Automated Exfiltration

Adversaries may exfiltrate data, such as sensitive documents, through the use of automated processing after being gathered during Collection.

When automated exfiltration is used, other exfiltration techniques likely apply as well to transfer the information out of the network, such as Exfiltration Over C2 Channel and Exfiltration Over Alternative Protocol.

ID: T1020
Sub-techniques:  No sub-techniques
Tactic: Exfiltration
Platforms: Linux, Windows, macOS
Data Sources: File monitoring, Process monitoring, Process use of network
Requires Network:  Yes
Version: 1.1
Created: 31 May 2017
Last Modified: 11 March 2020

Procedure Examples

Name Description

CosmicDuke exfiltrates collected files automatically over FTP to remote servers.[1]

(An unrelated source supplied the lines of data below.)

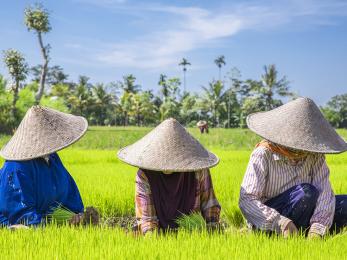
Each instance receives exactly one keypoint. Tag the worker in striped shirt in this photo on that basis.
(286, 186)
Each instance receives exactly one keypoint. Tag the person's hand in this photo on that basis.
(76, 219)
(289, 230)
(313, 235)
(19, 226)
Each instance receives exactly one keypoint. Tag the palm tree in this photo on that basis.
(129, 85)
(184, 63)
(214, 99)
(102, 103)
(270, 86)
(164, 86)
(220, 61)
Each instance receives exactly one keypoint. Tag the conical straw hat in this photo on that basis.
(168, 147)
(42, 132)
(298, 124)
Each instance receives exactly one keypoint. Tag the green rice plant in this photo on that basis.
(193, 221)
(60, 215)
(109, 185)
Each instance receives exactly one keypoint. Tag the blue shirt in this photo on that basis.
(29, 190)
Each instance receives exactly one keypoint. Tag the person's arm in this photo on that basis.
(323, 214)
(18, 198)
(252, 187)
(74, 201)
(209, 207)
(144, 206)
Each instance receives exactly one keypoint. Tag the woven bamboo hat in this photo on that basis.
(42, 132)
(168, 148)
(298, 124)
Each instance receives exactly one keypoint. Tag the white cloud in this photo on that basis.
(190, 28)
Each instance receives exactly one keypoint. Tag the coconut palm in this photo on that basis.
(37, 20)
(128, 84)
(184, 63)
(271, 86)
(214, 99)
(103, 103)
(220, 61)
(18, 69)
(164, 86)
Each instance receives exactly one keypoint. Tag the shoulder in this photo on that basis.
(261, 153)
(16, 166)
(141, 176)
(202, 174)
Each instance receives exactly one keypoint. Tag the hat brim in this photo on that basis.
(80, 120)
(205, 163)
(286, 142)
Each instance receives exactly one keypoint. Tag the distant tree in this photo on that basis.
(184, 63)
(80, 100)
(143, 110)
(128, 85)
(171, 106)
(232, 93)
(164, 87)
(18, 69)
(270, 86)
(5, 107)
(214, 100)
(220, 61)
(188, 109)
(55, 74)
(126, 106)
(37, 19)
(336, 111)
(103, 103)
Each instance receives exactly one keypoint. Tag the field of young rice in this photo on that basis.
(108, 184)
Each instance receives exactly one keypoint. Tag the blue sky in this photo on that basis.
(105, 39)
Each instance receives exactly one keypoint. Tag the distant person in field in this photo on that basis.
(203, 126)
(33, 180)
(173, 178)
(286, 187)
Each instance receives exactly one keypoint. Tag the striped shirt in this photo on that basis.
(205, 201)
(269, 174)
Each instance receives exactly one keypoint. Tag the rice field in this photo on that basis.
(108, 184)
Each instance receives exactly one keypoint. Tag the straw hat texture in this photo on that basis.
(201, 123)
(42, 132)
(300, 125)
(168, 147)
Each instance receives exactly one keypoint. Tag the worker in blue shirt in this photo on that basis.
(33, 180)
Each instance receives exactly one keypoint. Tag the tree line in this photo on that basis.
(224, 102)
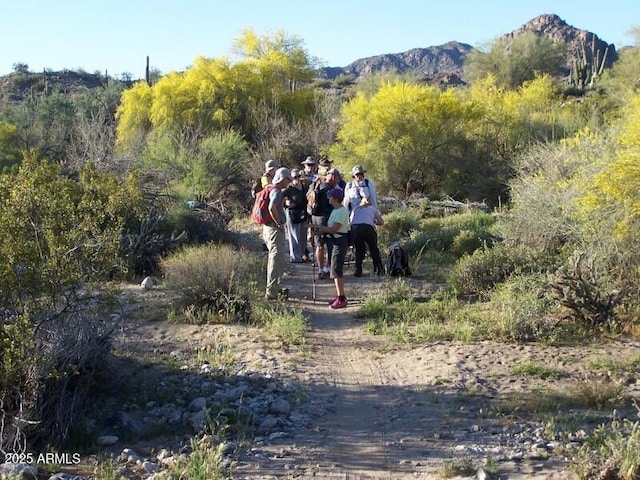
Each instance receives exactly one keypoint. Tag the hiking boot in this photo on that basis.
(337, 303)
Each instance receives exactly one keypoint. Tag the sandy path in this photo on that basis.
(397, 413)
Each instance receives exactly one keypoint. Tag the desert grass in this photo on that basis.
(535, 369)
(286, 324)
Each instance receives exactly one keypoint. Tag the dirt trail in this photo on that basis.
(396, 413)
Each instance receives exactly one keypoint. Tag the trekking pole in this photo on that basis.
(313, 279)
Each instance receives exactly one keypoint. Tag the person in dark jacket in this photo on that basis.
(295, 202)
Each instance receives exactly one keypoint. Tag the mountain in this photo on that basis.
(443, 64)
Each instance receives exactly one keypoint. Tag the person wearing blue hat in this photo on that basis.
(337, 231)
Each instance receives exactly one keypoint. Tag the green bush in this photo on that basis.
(480, 272)
(217, 277)
(397, 226)
(524, 309)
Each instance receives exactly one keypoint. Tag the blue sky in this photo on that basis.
(117, 35)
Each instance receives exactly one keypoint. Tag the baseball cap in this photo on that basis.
(336, 193)
(356, 170)
(281, 174)
(270, 165)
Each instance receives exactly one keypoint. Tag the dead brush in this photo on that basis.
(580, 290)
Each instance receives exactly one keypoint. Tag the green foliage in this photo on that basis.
(9, 150)
(622, 81)
(398, 225)
(204, 462)
(523, 310)
(612, 450)
(534, 369)
(481, 271)
(516, 60)
(69, 128)
(212, 168)
(405, 135)
(215, 94)
(582, 289)
(214, 277)
(56, 232)
(289, 326)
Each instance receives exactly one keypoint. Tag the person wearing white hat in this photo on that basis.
(269, 171)
(359, 188)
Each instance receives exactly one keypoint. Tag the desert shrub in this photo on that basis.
(585, 291)
(456, 234)
(484, 269)
(524, 309)
(143, 243)
(611, 451)
(58, 236)
(201, 226)
(74, 365)
(159, 233)
(214, 276)
(397, 226)
(287, 325)
(51, 368)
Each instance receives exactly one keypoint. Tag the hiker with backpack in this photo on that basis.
(309, 174)
(266, 178)
(296, 212)
(359, 188)
(337, 232)
(269, 212)
(364, 219)
(321, 208)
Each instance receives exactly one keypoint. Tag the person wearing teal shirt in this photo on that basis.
(337, 232)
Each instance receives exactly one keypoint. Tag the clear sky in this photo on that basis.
(116, 36)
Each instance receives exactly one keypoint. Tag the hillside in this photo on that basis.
(442, 64)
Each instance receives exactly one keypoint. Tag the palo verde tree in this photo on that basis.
(216, 94)
(517, 59)
(411, 138)
(9, 149)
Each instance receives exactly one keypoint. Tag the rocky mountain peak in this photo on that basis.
(581, 44)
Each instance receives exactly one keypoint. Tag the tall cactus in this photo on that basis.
(586, 71)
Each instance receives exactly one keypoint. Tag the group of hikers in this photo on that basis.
(321, 216)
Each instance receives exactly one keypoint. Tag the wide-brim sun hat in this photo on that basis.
(336, 193)
(281, 174)
(270, 165)
(357, 169)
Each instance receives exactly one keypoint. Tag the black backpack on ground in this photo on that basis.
(397, 264)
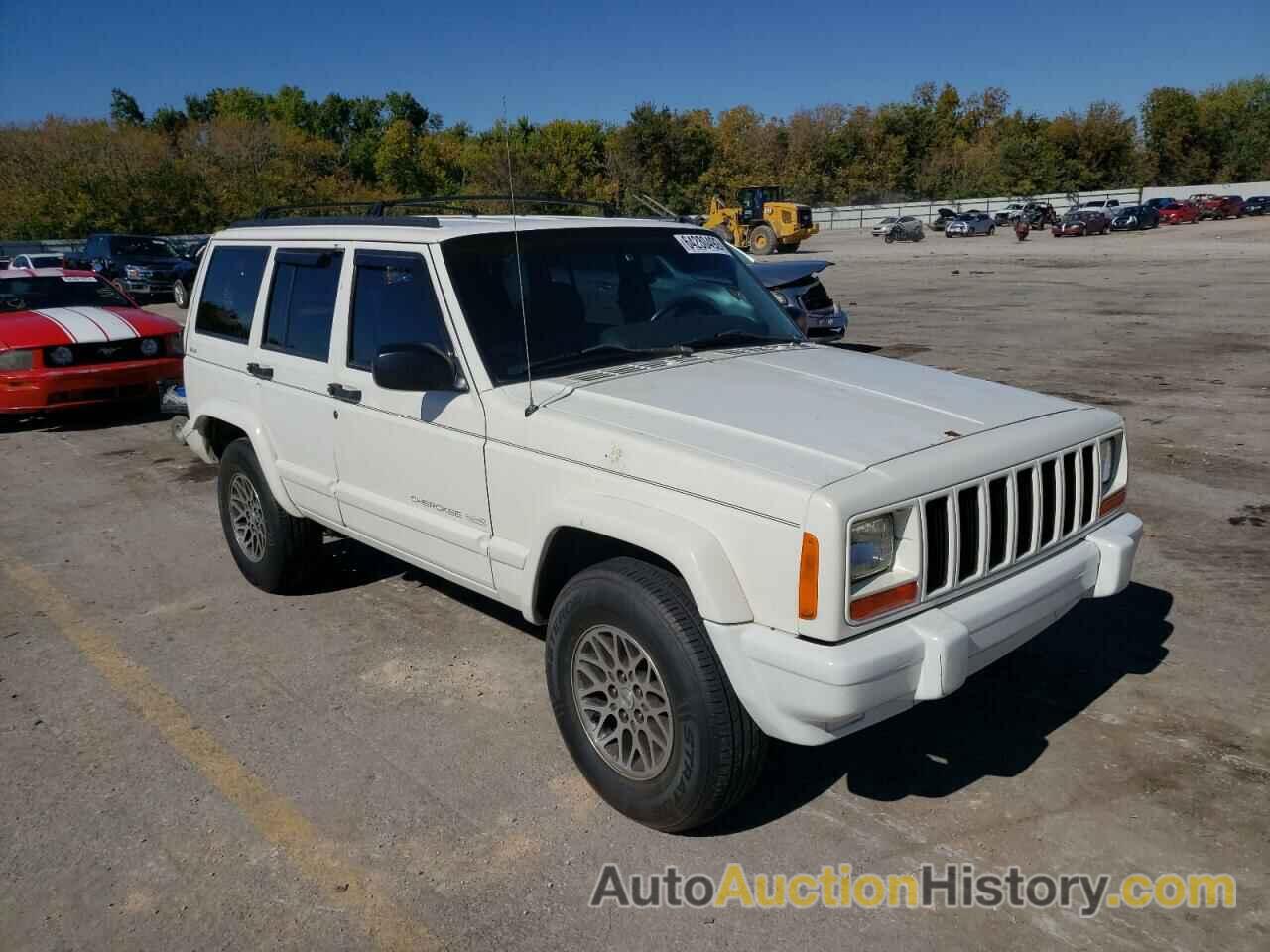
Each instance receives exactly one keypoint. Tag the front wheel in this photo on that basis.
(273, 548)
(642, 699)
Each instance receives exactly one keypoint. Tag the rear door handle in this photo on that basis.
(349, 395)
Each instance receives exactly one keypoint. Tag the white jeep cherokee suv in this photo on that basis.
(730, 534)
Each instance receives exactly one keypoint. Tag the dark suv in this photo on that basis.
(141, 266)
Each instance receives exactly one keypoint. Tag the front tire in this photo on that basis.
(642, 699)
(272, 548)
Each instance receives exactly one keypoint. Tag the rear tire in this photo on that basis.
(762, 240)
(273, 548)
(642, 699)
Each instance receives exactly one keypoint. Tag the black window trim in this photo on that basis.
(385, 257)
(280, 257)
(216, 335)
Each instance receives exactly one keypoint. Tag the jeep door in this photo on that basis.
(293, 362)
(412, 462)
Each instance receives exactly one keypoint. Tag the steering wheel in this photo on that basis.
(699, 301)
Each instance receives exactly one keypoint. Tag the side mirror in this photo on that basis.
(798, 316)
(414, 367)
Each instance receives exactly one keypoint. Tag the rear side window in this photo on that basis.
(393, 303)
(303, 302)
(230, 290)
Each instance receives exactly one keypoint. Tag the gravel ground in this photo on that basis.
(190, 763)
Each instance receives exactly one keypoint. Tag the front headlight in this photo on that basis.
(873, 546)
(16, 359)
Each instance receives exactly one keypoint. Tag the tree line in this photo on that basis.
(229, 153)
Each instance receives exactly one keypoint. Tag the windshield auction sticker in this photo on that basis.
(702, 244)
(952, 885)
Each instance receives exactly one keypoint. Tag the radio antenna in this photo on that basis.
(520, 275)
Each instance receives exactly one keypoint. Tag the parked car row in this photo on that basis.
(70, 338)
(141, 266)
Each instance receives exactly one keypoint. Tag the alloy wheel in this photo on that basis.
(622, 702)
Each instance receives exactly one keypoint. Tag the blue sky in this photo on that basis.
(579, 60)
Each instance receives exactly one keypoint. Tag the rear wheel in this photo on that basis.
(273, 548)
(642, 699)
(762, 240)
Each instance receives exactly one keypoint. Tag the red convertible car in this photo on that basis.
(1179, 212)
(67, 338)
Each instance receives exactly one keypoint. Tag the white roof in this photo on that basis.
(447, 226)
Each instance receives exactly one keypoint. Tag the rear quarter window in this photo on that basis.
(230, 290)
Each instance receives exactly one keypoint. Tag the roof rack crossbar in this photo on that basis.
(359, 220)
(373, 209)
(453, 202)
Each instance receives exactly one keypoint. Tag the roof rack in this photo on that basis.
(461, 203)
(376, 212)
(282, 211)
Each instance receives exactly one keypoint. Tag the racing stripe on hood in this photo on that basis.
(114, 325)
(79, 329)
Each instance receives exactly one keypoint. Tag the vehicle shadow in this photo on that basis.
(345, 563)
(85, 419)
(996, 725)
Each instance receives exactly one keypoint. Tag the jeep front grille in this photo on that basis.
(983, 527)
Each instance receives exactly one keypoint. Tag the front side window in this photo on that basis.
(303, 302)
(610, 295)
(393, 303)
(230, 290)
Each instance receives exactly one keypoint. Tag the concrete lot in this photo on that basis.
(189, 763)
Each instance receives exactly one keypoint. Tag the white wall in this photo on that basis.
(838, 217)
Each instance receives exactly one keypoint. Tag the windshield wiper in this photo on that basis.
(606, 349)
(740, 336)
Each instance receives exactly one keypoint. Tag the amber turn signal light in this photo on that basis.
(1114, 502)
(808, 571)
(867, 606)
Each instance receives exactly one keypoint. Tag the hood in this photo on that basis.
(762, 428)
(80, 325)
(775, 275)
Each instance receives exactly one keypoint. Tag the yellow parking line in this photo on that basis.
(348, 887)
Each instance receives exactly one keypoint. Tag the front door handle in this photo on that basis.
(349, 395)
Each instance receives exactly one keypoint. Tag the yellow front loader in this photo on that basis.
(761, 222)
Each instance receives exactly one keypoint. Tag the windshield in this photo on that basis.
(68, 291)
(141, 246)
(595, 296)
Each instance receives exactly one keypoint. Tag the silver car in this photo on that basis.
(797, 286)
(970, 223)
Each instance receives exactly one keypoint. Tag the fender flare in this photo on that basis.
(690, 547)
(238, 416)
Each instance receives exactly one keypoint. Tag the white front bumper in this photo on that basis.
(808, 692)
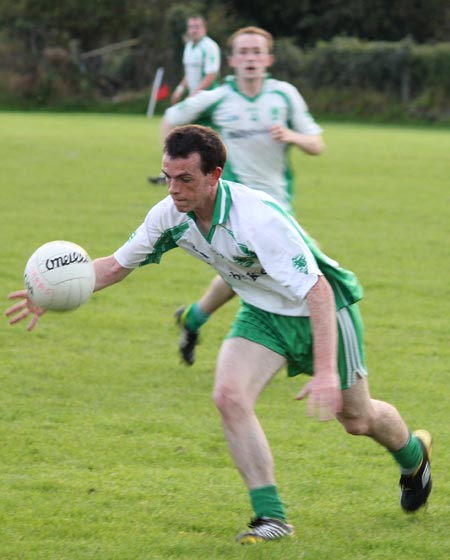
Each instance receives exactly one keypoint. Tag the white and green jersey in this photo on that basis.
(200, 59)
(257, 248)
(254, 158)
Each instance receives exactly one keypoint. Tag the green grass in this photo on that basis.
(112, 450)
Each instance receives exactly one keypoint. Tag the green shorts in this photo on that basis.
(291, 337)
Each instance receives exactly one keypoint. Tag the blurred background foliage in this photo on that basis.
(385, 58)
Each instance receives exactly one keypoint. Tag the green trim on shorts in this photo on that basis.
(291, 337)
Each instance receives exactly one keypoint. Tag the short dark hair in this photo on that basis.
(183, 141)
(251, 30)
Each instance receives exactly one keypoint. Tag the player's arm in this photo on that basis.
(206, 83)
(324, 388)
(301, 130)
(312, 144)
(108, 271)
(179, 91)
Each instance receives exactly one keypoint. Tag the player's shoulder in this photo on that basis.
(248, 198)
(208, 41)
(273, 84)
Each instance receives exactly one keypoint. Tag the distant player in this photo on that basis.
(259, 119)
(201, 62)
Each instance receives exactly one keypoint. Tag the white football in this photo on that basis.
(59, 276)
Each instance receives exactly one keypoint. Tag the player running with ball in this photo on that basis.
(299, 308)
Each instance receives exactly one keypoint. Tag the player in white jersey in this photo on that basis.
(259, 118)
(298, 308)
(201, 60)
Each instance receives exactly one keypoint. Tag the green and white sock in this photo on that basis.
(266, 502)
(410, 456)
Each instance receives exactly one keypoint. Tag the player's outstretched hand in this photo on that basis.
(23, 309)
(324, 397)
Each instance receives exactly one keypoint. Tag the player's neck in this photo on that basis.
(250, 88)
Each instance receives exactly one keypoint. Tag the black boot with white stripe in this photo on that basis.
(416, 487)
(265, 529)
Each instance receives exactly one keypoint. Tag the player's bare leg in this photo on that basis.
(191, 318)
(381, 421)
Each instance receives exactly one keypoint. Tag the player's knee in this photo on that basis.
(355, 425)
(229, 401)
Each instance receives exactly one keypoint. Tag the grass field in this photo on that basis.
(110, 449)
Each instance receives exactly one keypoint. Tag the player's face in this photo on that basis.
(191, 190)
(250, 56)
(196, 29)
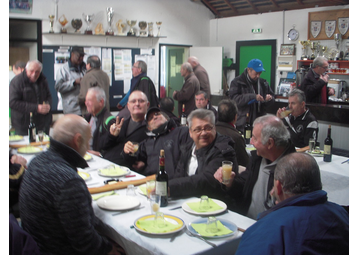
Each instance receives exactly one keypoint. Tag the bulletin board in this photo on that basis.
(324, 16)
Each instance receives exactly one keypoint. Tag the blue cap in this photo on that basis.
(256, 64)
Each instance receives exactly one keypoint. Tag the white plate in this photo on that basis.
(187, 208)
(230, 225)
(118, 203)
(125, 171)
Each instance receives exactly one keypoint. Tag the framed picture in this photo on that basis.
(287, 49)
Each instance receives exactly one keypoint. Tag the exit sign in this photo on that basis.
(256, 30)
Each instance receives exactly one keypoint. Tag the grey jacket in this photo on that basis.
(65, 78)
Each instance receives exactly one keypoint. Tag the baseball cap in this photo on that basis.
(78, 49)
(256, 64)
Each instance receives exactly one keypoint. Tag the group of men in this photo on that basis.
(59, 215)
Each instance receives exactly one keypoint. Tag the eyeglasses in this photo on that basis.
(206, 128)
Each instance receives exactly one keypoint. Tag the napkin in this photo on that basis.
(213, 206)
(149, 226)
(201, 229)
(98, 196)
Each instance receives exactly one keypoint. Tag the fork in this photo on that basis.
(203, 239)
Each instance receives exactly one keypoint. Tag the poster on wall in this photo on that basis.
(20, 6)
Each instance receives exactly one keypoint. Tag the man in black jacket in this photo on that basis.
(28, 92)
(252, 187)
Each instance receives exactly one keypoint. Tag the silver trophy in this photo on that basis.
(110, 13)
(88, 19)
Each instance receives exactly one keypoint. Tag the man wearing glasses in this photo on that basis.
(200, 158)
(315, 82)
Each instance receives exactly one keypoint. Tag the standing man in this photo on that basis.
(55, 205)
(201, 74)
(301, 123)
(68, 80)
(93, 77)
(251, 93)
(315, 82)
(186, 95)
(99, 118)
(28, 92)
(302, 221)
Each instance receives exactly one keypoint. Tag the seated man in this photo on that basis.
(124, 130)
(302, 221)
(251, 188)
(301, 123)
(227, 116)
(202, 102)
(201, 158)
(166, 106)
(55, 205)
(99, 118)
(162, 134)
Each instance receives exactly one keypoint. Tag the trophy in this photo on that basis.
(76, 24)
(88, 19)
(52, 18)
(131, 23)
(143, 26)
(159, 23)
(63, 21)
(150, 29)
(110, 13)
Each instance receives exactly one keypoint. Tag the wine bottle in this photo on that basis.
(183, 117)
(247, 129)
(32, 130)
(161, 184)
(328, 144)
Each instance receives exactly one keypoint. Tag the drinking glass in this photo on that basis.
(226, 171)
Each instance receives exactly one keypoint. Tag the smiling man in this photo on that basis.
(201, 158)
(301, 123)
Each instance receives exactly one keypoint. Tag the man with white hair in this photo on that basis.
(55, 205)
(28, 92)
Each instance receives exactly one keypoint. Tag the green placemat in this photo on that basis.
(213, 206)
(148, 226)
(201, 229)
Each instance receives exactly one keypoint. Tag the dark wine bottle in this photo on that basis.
(32, 130)
(161, 185)
(328, 144)
(183, 117)
(247, 129)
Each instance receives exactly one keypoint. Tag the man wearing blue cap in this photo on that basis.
(251, 93)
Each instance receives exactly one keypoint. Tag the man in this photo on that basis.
(93, 77)
(124, 130)
(202, 102)
(251, 93)
(301, 123)
(28, 92)
(162, 134)
(227, 116)
(99, 118)
(251, 187)
(315, 82)
(302, 221)
(186, 96)
(55, 205)
(68, 80)
(201, 74)
(142, 82)
(166, 106)
(201, 157)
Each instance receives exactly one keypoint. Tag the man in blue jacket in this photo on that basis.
(302, 221)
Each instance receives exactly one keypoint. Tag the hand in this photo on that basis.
(259, 98)
(43, 108)
(116, 127)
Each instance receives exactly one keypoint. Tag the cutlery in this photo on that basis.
(117, 213)
(203, 239)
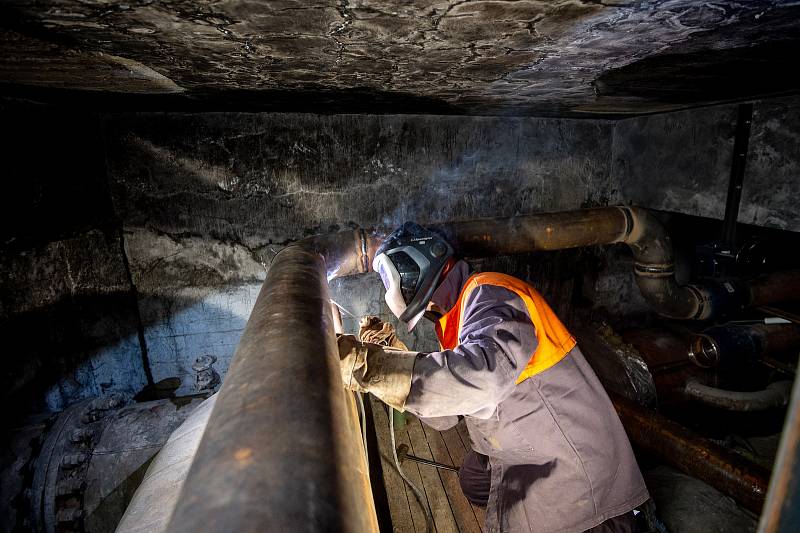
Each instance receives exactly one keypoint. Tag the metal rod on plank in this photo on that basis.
(743, 480)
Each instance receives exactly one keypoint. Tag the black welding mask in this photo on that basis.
(411, 262)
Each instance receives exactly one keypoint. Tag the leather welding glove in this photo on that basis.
(383, 371)
(373, 329)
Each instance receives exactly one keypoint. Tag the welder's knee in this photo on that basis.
(475, 478)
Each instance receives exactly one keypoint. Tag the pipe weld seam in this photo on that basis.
(361, 250)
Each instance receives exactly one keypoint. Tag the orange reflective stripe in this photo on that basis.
(555, 341)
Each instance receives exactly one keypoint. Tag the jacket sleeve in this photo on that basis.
(496, 342)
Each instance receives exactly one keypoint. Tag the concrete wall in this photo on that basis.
(136, 243)
(207, 200)
(681, 162)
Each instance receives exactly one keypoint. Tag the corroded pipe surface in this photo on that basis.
(774, 288)
(744, 481)
(281, 451)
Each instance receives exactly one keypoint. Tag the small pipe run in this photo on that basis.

Honeybee performs data exfiltration is accomplished through the following command-line command: from (- --).txt.[7]


LightNeuron can be configured to automatically exfiltrate files under a specified directory.[5]


Machete’s collected files are exfiltrated automatically to remote servers.[6]


Rover automatically searches for files on local drives based on a predefined list of file extensions and sends them to the command and control server every 60 minutes. Rover also automatically sends keylogger files and screenshots to the C2 server on a regular timeframe.[3]


When a document is found matching one of the extensions in the configuration, TINYTYPHON uploads it to the C2 server.[2]


USBStealer automatically exfiltrates collected files via removable media when an infected device is connected to the second victim after receiving commands from the first victim.[4]


This type of attack technique cannot be easily mitigated with preventive controls since it is based on the abuse of system features.


Monitor process file access patterns and network behavior. Unrecognized processes or scripts that appear to be traversing file systems and sending network traffic may be suspicious.